The Israel Cancer Research Fund’s first-ever nationwide Ribbons of Hope virtual celebration held on August 5 was an unforgettable evening of comedy, song, hope and inspiration for cancer patients and their families worldwide.
The star-studded evening was emceed by beloved actor and comedian Jason Alexander, who was honored with the 2020 ICRF Tower of Hope Humanitarian Award and surprise unveiling of the new “Alexander Family Grant for Women’s Cancers.”
Other noted guests of honor included longtime NBC broadcaster Tom Brokaw, Israeli Nobel Prize laureate Professor Aaron Ciechanover, songwriter Benj Pasek, with actors Bonnie Hunt and Eugene Levy, among others.
“ICRF's Virtual Gala exceeded our expectations in so many different ways, the most important of which was the remarkable generosity of donors that has brought us significantly closer to supporting the very best cancer research being conducted by ICRF-funded scientists,” said ICRF National Executive Director Dr. Mark Israel.
Over 1,400 guests registered to join ICRF for this special virtual celebration. Guests also had the opportunity to launch their own “virtual tables” to fundraise in honor or in memory of a loved one as part of the gala as well as to bid on an exciting collection of silent auction items, including a Zoom chat donated by Jason Alexander, a mint condition Michael Jordan autographed Chicago Bulls jersey from the storied 1997-98 NBA season and an official Israeli Tokyo Olympic Baseball Team jersey donated by team’s manager, Eric Holtz.
The evening raised more than $1.3million for groundbreaking cancer research in Israel – critical funds in this challenging time of uncertainty for ICRF.

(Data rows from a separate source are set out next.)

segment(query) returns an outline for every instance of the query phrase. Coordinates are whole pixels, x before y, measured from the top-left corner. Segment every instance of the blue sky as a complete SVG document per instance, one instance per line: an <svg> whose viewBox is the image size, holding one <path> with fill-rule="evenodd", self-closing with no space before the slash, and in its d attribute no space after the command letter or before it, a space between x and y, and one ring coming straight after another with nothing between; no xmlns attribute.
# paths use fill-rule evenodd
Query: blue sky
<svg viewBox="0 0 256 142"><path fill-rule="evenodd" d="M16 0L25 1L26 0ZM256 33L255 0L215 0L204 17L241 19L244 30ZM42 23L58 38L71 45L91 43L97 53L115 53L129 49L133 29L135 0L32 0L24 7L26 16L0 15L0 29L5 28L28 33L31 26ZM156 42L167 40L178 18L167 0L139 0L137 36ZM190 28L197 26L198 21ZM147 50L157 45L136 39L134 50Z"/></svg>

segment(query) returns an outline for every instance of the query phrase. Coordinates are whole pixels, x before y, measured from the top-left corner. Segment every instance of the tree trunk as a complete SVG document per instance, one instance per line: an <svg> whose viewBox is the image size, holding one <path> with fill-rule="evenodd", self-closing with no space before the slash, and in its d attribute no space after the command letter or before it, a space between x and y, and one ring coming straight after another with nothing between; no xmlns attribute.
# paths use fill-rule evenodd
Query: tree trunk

“This gala was a unique opportunity to tell the story of Israel’s truly world-class research to a national audience in an entertaining, informative and engaging fashion,” said ICRF President Rob Densen. “We hope to inspire hope for cancer patients and their families worldwide and, for the benefit of all humankind, generate critical dollars in support of Israel’s brilliant cancer research.’’
Thank you again to all Ribbons of Hope sponsors, donors and supporters (listed here).
If you missed out on this spectacular event, or would like to share the fun with your family and friends, the full recording is available below:
ASCO’S CONQUER CANCER JOINS FORCES
WITH ICRF TO CO-FUND
CAREER DEVELOPMENT AWARD IN ISRAEL
Albert Grinshpun, MD, MSc
Hadassah-Hebrew University Medical Center
The Conquer Cancer Foundation of the American Society of the Clinical Oncology (ASCO) has announced a collaboration with ICRF to grant a 2020 Career Development Award (CDA) to support high quality clinical oncology research by an early-career physician scientist in Israel. The CDA provides resources to clinical and translational investigators during their initial years of faculty appointment when funding is especially challenging.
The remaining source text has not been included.